Microbiome sequencing data are known to be biased; the measured taxa relative abundances can be systematically distorted from their true values at every step in the experimental/analysis workflow. If this bias is not accounted for, it can lead to spurious discoveries and invalid conclusions. Unfortunately, in order to measure bias it is necessary to have samples for which the true relative abundances are known, such as model or mock community samples. In this chapter, we propose a log-linear model for the biases observed when analyzing model communities data.

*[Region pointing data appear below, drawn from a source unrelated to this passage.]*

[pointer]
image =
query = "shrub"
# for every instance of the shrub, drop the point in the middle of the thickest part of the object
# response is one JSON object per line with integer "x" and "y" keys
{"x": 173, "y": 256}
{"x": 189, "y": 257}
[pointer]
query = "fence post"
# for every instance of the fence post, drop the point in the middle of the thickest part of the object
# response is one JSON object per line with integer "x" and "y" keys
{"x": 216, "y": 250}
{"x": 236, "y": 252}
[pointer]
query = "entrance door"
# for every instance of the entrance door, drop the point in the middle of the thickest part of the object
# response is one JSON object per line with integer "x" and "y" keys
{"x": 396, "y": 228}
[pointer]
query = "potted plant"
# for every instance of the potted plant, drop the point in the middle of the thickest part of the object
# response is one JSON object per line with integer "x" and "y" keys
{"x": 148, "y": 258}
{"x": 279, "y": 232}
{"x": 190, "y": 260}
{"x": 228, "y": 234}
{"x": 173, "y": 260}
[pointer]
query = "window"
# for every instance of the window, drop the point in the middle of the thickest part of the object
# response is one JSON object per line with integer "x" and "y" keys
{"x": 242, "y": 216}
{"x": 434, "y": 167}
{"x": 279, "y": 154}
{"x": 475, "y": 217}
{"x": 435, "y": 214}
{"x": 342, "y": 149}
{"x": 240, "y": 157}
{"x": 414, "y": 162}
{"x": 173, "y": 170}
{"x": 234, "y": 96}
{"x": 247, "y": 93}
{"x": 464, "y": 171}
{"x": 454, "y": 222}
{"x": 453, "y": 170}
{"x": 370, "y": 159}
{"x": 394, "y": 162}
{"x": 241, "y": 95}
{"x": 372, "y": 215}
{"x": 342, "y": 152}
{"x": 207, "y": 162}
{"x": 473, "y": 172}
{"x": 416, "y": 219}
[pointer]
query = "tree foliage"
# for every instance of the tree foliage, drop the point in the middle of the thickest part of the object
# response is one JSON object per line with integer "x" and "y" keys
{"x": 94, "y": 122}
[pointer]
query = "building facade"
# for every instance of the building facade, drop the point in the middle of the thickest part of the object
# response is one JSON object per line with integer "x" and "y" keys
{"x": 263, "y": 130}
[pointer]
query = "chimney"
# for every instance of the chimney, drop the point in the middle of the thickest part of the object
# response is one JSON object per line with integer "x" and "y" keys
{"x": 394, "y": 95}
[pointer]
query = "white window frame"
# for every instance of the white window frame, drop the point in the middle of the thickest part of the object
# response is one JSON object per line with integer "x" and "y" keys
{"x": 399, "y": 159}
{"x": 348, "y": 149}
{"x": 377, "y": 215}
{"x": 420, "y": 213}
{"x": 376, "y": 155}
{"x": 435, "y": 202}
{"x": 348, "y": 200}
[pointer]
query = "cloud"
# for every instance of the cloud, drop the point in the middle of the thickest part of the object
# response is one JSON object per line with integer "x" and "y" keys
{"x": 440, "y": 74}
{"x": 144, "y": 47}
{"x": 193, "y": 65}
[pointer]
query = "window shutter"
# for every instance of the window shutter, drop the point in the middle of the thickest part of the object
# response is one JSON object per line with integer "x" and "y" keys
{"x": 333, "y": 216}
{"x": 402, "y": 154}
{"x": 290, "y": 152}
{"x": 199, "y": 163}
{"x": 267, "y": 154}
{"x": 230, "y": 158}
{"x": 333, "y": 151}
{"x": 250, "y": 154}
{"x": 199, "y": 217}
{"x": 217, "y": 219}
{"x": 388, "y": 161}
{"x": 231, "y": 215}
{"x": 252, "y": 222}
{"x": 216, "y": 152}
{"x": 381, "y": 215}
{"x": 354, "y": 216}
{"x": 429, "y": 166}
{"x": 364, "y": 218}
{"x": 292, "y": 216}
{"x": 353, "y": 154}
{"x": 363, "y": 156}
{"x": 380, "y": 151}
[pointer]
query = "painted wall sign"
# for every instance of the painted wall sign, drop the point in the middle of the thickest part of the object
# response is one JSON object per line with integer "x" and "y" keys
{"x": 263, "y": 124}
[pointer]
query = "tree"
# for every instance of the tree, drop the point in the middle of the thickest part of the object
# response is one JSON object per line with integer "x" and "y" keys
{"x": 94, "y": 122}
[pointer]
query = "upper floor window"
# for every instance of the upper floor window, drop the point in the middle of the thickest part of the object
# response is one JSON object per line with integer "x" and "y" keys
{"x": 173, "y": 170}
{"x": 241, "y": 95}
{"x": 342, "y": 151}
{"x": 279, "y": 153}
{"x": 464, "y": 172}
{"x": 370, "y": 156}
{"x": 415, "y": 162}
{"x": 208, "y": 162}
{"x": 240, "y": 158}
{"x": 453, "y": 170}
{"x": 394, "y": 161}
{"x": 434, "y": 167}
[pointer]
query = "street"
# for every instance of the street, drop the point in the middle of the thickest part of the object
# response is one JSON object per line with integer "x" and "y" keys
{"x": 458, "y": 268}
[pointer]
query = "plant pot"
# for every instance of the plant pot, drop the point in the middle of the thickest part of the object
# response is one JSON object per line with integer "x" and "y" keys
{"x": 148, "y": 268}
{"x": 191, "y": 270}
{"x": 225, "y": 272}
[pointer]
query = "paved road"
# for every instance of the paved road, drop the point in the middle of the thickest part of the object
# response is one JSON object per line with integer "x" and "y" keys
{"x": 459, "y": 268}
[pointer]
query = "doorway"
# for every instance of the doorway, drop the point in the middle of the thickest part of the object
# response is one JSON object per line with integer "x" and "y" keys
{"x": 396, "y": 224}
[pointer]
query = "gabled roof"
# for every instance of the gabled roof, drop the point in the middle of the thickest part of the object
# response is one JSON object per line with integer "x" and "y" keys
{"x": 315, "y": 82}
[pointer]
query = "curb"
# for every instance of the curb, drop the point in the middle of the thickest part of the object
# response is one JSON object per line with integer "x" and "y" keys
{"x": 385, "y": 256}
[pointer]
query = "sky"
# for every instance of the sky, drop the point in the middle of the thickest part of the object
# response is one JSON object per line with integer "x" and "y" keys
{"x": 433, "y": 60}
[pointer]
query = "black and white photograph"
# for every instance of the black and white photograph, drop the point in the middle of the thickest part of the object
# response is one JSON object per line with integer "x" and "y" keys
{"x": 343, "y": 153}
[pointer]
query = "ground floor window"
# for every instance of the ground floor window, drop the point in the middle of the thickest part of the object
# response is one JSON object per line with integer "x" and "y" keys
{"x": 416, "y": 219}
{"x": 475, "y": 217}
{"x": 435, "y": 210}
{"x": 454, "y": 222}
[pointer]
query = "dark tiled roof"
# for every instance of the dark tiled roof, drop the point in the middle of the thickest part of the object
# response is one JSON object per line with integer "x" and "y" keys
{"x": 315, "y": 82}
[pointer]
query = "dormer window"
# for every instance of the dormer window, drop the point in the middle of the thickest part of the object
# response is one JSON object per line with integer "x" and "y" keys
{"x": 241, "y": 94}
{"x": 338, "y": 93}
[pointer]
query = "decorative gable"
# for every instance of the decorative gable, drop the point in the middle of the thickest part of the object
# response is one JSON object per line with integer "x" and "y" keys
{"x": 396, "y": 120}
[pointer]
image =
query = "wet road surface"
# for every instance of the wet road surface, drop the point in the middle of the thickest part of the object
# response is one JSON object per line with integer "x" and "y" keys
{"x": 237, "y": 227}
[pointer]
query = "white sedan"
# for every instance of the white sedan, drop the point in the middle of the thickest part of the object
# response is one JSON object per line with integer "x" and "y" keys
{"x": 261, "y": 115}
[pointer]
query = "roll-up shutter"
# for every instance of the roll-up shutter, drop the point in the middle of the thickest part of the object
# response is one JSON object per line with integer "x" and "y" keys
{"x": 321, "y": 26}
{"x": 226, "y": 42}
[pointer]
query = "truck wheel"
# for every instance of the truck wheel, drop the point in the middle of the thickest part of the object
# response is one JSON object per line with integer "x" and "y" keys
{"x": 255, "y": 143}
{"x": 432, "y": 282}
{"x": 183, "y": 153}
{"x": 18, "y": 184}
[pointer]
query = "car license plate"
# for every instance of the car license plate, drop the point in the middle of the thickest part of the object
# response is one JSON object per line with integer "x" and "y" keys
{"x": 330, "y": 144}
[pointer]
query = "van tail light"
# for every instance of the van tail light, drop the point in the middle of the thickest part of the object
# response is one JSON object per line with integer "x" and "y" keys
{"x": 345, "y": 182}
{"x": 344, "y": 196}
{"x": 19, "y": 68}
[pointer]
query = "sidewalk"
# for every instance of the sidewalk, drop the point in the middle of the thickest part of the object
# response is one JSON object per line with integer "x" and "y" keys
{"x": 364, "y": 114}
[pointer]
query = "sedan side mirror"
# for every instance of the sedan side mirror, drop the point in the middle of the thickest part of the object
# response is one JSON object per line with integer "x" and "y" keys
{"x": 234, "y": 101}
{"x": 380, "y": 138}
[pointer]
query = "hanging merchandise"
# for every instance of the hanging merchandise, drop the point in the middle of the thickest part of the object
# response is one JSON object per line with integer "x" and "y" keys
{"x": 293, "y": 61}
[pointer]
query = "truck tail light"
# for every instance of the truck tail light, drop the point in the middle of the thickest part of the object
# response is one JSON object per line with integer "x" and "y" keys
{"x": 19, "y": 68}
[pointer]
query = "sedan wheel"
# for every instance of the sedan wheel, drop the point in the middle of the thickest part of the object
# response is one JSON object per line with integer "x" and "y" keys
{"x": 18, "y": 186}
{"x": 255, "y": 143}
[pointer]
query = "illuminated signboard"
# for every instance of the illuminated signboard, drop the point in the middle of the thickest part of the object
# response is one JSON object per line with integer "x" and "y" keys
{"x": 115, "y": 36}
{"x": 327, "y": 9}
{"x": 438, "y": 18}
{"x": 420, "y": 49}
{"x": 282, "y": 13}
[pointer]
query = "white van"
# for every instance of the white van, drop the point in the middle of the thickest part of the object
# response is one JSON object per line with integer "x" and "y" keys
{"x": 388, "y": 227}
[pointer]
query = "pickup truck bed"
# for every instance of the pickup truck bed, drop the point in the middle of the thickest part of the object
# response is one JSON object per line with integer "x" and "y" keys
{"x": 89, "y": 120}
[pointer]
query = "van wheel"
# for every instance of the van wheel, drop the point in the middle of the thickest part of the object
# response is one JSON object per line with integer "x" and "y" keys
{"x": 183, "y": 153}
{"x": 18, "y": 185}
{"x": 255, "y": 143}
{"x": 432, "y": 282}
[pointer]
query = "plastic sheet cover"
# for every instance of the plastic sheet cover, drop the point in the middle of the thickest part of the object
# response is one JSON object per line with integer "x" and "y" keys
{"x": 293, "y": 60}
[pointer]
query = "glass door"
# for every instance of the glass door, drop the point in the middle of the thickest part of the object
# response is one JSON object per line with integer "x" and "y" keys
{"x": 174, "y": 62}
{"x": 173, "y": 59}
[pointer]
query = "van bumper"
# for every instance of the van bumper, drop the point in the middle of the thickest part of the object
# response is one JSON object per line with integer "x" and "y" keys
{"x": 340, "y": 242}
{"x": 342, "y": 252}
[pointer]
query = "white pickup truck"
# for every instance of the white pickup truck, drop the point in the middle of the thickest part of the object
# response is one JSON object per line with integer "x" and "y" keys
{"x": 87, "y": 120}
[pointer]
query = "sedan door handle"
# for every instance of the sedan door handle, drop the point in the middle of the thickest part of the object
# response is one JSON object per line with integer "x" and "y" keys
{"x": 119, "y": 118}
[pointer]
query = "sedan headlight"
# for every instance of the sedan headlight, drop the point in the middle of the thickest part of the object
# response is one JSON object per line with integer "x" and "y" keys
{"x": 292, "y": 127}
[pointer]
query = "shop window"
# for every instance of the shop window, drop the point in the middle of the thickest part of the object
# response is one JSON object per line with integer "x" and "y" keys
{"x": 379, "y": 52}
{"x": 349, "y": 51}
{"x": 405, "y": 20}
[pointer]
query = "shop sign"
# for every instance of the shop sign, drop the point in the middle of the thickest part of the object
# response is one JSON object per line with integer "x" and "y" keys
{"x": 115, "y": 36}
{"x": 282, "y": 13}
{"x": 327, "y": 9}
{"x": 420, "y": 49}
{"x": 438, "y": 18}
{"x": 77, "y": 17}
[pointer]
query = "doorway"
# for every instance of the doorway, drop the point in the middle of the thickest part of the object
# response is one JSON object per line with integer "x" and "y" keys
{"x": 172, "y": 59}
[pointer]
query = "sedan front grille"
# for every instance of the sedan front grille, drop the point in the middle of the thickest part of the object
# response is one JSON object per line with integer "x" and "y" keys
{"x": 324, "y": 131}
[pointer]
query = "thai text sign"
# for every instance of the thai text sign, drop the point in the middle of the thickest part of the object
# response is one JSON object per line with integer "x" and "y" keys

Our model expands the recent work from McLaren, Willis and Callahan (MWC) [eLife, 8:e46923, 2019] that proposed a multiplicative bias structure for microbiome data. Our extension of the MWC model is general enough to allow testing of complex hypotheses, and readily handles situations in which samples have different number of bacteria present by design. An F-test with permutation-based hypothesis testing is proposed to assess statistical significance. We conduct simulations to show the validity and the power of our method, and also demonstrate the utility of our method through an analysis of a complex model communities dat=aset that allows us to directly test the multiplicative bias assumption of the MWC model. An R package implementing the proposed work is publicly available at https://github.com/zhaoni153/MicroBias
Learning Objectives:
1. Understanding the multiplicative bias-generation procedure in microbiome sequencing.
2. Understanding how we can measure the sequencing bias as ratios of abundances.